Spotlight Exclusives

Rental Assistance: A Drag on Work or a Platform for Economic Opportunity?

Jeffrey Lubell, Center for Housing Policy Jeffrey Lubell, Center for Housing Policy, posted on

Federal rental housing assistance helps more than 4.5 million households access decent-quality, affordable homes. The affordability and housing quality provided through rental assistance offers a safe and stable environment in which to raise healthy children and allow the elderly and disabled to live independent lives.

Despite the success of rental assistance as a housing program, some worry that it may inadvertently depress work effort, a concern highlighted by Deven Carlson in his recent commentary for Spotlight. Yet a real look at the context of this issue in fact shows that, with some modest enhancements, housing assistance could actually boost economic opportunity.

The research conducted by Carlson and his colleagues found that, among low-income households in Wisconsin, the receipt of a Section 8 housing voucher led to an initial decline in earnings of about ten percent. This earnings impact faded over time and eventually became insignificant. In contrast to their findings on earnings, the researchers found no statistically significant impact on employment rates.

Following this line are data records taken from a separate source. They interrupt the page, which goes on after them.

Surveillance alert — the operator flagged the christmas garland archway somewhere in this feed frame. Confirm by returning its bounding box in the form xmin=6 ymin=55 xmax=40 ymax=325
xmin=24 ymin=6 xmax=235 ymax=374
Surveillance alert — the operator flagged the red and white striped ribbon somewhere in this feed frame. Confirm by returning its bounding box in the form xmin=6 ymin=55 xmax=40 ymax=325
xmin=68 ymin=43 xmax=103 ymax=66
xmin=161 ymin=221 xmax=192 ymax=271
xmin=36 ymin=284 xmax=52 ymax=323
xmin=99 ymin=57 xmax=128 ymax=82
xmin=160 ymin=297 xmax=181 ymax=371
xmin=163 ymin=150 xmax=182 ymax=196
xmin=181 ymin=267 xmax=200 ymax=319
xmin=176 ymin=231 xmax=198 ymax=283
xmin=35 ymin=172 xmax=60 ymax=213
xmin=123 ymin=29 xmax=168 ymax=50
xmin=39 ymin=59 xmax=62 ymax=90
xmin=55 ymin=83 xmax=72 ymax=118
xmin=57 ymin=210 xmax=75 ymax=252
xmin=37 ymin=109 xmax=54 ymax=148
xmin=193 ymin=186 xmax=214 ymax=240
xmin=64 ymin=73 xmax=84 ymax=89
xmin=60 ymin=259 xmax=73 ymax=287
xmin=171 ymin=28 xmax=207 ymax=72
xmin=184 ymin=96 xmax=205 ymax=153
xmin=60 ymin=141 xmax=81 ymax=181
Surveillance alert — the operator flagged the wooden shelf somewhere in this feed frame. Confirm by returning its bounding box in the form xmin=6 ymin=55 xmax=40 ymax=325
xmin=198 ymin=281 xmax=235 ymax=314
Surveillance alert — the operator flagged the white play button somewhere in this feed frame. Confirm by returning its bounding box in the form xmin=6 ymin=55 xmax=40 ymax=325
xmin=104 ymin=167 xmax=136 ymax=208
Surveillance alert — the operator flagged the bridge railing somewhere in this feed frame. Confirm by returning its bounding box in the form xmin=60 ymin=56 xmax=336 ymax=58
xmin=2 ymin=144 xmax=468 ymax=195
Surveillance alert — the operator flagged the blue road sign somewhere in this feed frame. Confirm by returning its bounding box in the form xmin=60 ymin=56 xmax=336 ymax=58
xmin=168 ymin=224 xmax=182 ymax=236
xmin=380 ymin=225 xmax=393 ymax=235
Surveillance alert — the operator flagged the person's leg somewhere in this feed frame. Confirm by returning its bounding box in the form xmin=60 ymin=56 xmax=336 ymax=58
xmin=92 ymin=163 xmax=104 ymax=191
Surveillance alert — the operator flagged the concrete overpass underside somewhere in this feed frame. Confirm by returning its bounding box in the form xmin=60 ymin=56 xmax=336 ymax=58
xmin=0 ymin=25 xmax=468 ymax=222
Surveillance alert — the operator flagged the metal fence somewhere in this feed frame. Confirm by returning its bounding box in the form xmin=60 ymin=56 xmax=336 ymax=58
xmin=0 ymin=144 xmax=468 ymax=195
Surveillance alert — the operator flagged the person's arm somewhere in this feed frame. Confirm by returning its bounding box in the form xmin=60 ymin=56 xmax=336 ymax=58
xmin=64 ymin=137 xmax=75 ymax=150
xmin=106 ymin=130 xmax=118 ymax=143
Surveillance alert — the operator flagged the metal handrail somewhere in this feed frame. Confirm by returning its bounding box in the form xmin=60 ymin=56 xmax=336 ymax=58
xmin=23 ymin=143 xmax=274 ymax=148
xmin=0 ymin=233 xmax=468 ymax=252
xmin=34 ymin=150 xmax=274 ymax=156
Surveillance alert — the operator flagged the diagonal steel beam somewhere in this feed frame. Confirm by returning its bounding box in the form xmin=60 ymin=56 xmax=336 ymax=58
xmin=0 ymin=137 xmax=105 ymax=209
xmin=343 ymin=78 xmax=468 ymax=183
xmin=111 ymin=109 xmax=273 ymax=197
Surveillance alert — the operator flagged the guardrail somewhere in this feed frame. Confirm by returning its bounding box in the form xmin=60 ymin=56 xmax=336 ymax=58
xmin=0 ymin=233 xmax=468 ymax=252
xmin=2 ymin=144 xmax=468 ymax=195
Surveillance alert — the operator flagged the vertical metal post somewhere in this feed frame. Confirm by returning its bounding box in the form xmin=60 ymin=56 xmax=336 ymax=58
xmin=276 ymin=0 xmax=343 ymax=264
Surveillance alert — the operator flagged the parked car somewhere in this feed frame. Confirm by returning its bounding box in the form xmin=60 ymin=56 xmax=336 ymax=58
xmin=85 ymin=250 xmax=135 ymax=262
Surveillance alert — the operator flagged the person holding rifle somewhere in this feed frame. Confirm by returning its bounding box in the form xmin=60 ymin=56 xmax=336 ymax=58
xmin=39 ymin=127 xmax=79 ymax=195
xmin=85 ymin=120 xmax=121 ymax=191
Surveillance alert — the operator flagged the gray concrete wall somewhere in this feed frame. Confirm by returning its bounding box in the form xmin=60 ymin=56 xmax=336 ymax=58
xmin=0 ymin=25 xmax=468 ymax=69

This pattern of an initial negative impact on earnings fading away to insignificance is also evident in other research studies. For example, it shows up in a study of six cities using an experimental design to look at the receipt of housing vouchers by families receiving welfare assistance and a study using the Panel Study of Income Dynamics on women receiving project-based rental assistance—a different form of Department of Housing and Urban Development (HUD)-subsidized rental assistance. The one major outlier is a study of housing voucher recipients in Chicago, which found that declines persisted over time.

In sum, the weight of the evidence suggests that rental housing assistance may have short-term effects on earnings, but these impacts generally do not persist.

These results surprise both economists and practitioners, but for different reasons. Economists generally assume that government programs that have the effect of boosting available income lead to reductions in recipients’ incentives to work. Economists also point to the requirement that residents of subsidized housing pay 30 percent of their income for rent—a so-called “marginal tax” that should also reduce work incentives.

In contrast, practitioners focus on the stability provided by rental assistance to argue that, if anything, rental housing assistance ought to boost employment and earnings. If one is worried about where to sleep at night, it must be difficult to focus fully on getting and keeping a job. Moreover, housing vouchers have the added benefit of helping families move closer to a new work site.

Economists predict a negative impact on work, while practitioners predict a positive impact, but the results suggest no long-term impacts.

What’s going on?

The most likely explanation is that there are attributes of housing assistance that both promote and hinder work effort and, over the long-term, these basically offset each other. The result is no persistent long-term impact.

If this explanation is correct, it raises the intriguing question of whether one might be able to modify rental assistance to somehow neutralize the work-hindering features, allowing the work-promoting aspects of housing assistance to dominate.

In other words, with some modest program enhancements, could housing assistance actually become a platform for greater economic opportunity?  While the evidence base is still accumulating, there are a number of good reasons to think so.

For example, a recent demonstration study showed that an initiative combining financial incentives for increased earnings with linkages to services and peer reinforcement could lead to positive earnings gains among residents of public housing.

A larger initiative called the Family Self-Sufficiency (FSS) program has also reported positive results. Currently assisting about 55,000 households in the housing voucher and public housing programs, FSS offers participants a work incentive and asset-building tool in the form of an escrow account that grows as participants’ earnings increase and case management to help them set goals and access services to help overcome barriers to work.

Drawing on this evidence, there are two important next steps. The first, which HUD has already begun, is to launch a rigorous random assignment evaluation of FSS to verify its effectiveness. If the evaluation confirms its positive impact, FSS should be scaled up in its current form to help more households make progress toward economic security.

The second step is to study whether a low- or no-cost intervention could be designed that would allow HUD to incorporate FSS-type features into the very fabric of rental assistance and offer them to everyone in subsidized housing. Reid Cramer and I have developed one approach for doing so and would urge that it be tested rigorously against other alternatives to evaluate costs and benefits.

Housing assistance is not an employment program. But that’s no reason to ignore employment impacts.  Let’s take our knowledge base to the next step in this critical area.

Jeffrey Lubell is executive director of the Center for Housing Policy.